Histoire de l'Église - Théodoret de Cyr

LIVRE III

CHAPITRE XIX
LIBERTÉ DE PUBLIA CONTRE JULIEN

IL y avait en ce temps-là une Dame nommée Publia, qui avait acquis par sa vertu une grande réputation. Elle avait été mariée quelque temps, et avait eu un fils qu'elle avait offert a Dieu. Il se nommait Jean. Il devint par le temps le plus ancien des Prêtres de l'Église d'Antioche, fut élu plusieurs fois Évêque de cette Église, mais il refusa par modestie cette dignité. Elle avait chez elle une compagnie de filles qui avaient consacré à Dieu leur virginité, et qui publiaient continuellement les louanges de leur Créateur, et de leur Sauveur. Quand l'Empereur passait elles chantaient plus haut que de coutume, pour lui témoigner le mépris qu'elles faisaient de son impiété, et chantaient le plus souvent les Psaumes où David se moque de la vanité, et de la faiblesse des Idoles, et surtout ce verset : Les Idoles des Nations ne sont que de l'or, et de l'argent, et l'ouvrage des mains des hommes.
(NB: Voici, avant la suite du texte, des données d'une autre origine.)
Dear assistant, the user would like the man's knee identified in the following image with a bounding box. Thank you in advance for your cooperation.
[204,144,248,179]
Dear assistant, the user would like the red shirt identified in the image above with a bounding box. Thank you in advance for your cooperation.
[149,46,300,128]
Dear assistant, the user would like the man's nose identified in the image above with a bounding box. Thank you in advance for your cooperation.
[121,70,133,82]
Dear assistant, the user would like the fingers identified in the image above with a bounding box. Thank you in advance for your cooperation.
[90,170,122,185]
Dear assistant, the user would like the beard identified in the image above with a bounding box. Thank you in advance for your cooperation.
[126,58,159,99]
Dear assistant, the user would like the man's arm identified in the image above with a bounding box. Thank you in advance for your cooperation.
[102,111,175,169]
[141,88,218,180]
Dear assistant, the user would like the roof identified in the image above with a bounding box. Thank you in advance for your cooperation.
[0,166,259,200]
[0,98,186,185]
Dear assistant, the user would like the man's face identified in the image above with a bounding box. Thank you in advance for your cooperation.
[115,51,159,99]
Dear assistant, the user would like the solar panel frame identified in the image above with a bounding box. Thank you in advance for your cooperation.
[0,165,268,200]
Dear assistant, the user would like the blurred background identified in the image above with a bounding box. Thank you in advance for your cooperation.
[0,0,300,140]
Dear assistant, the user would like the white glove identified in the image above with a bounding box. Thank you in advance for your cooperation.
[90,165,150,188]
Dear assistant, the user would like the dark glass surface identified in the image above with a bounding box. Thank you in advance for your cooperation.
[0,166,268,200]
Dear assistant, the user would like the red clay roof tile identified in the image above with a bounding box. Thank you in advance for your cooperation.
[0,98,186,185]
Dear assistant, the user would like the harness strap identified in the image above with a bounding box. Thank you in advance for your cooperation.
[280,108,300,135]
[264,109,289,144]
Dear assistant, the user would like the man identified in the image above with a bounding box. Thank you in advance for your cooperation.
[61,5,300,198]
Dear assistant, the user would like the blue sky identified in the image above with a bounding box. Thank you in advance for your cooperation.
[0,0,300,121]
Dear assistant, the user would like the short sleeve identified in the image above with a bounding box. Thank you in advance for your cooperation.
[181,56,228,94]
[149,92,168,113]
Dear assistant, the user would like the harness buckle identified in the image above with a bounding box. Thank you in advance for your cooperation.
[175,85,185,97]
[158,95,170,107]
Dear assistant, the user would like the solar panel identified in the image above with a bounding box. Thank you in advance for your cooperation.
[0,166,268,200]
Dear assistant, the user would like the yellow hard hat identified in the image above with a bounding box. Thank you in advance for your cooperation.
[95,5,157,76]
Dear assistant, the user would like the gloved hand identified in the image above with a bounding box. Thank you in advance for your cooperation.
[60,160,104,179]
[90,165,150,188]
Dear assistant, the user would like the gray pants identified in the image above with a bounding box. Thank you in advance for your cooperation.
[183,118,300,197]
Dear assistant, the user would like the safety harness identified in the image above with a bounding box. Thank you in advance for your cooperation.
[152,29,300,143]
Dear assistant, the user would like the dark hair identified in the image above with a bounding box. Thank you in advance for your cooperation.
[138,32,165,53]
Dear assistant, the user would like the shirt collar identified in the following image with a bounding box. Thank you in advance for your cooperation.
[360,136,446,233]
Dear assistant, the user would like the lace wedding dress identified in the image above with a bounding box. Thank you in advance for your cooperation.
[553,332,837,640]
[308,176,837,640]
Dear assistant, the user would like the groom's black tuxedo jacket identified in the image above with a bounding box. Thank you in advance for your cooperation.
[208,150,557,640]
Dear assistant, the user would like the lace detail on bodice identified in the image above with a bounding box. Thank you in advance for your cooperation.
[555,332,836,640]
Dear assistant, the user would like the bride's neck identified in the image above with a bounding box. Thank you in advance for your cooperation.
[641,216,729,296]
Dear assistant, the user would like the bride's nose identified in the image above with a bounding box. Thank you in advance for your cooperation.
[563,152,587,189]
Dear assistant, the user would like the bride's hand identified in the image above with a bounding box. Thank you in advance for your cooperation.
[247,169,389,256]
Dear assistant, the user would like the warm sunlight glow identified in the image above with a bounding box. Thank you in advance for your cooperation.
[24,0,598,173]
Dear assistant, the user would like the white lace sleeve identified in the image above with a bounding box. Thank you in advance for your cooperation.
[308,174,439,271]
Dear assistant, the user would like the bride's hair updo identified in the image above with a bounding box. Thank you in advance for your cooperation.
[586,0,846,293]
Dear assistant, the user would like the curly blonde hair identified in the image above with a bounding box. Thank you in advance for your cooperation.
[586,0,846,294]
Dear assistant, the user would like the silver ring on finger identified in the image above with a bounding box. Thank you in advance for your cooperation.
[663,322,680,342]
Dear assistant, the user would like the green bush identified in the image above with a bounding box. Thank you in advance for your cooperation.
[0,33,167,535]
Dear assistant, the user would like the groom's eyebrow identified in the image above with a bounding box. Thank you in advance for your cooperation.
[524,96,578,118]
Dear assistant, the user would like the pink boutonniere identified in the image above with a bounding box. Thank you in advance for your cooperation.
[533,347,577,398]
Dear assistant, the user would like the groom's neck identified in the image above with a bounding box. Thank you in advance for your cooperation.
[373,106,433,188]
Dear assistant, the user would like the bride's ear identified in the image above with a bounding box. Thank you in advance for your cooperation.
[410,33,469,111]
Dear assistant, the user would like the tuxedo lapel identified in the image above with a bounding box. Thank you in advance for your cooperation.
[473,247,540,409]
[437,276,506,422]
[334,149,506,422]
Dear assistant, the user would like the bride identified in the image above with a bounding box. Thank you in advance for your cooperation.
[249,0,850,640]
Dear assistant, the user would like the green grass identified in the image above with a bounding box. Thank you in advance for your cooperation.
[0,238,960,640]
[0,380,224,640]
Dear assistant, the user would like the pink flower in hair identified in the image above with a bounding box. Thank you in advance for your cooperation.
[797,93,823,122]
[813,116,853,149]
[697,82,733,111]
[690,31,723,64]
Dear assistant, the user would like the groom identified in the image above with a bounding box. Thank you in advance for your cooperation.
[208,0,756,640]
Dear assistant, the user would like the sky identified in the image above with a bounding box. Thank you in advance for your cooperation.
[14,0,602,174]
Et après avoir chanté les paroles qui font voir la stupidité de ces Idoles, elles ajoutaient que ceux qui les font deviennent semblables à elles, et que tous ceux qui espèrent en elles leur ressemblent. Julien ayant ouï leur chant, et en ayant été vivement piqué, leur commanda de se taire toutes les fois qu'il passerait. Publia bien loin de déférer à ce commandement, exhorta ses filles à chanter encore plus haut, et à chanter principalement ce verset : Que Dieu se lève, et que ses ennemis soient dissipés. Julien plus ému que jamais envoya quérir Publia, et sans respecter ni son âge, ni sa vertu, commanda à un de ses Gardes de lui donner deux soufflets. Elle tint cet outrage à grand honneur, et continua toujours à tourmenter l'Empereur par le chant des Psaumes, comme l'auteur des Psaumes mêmes tourmentait le méchant esprit dont Saül était possédé.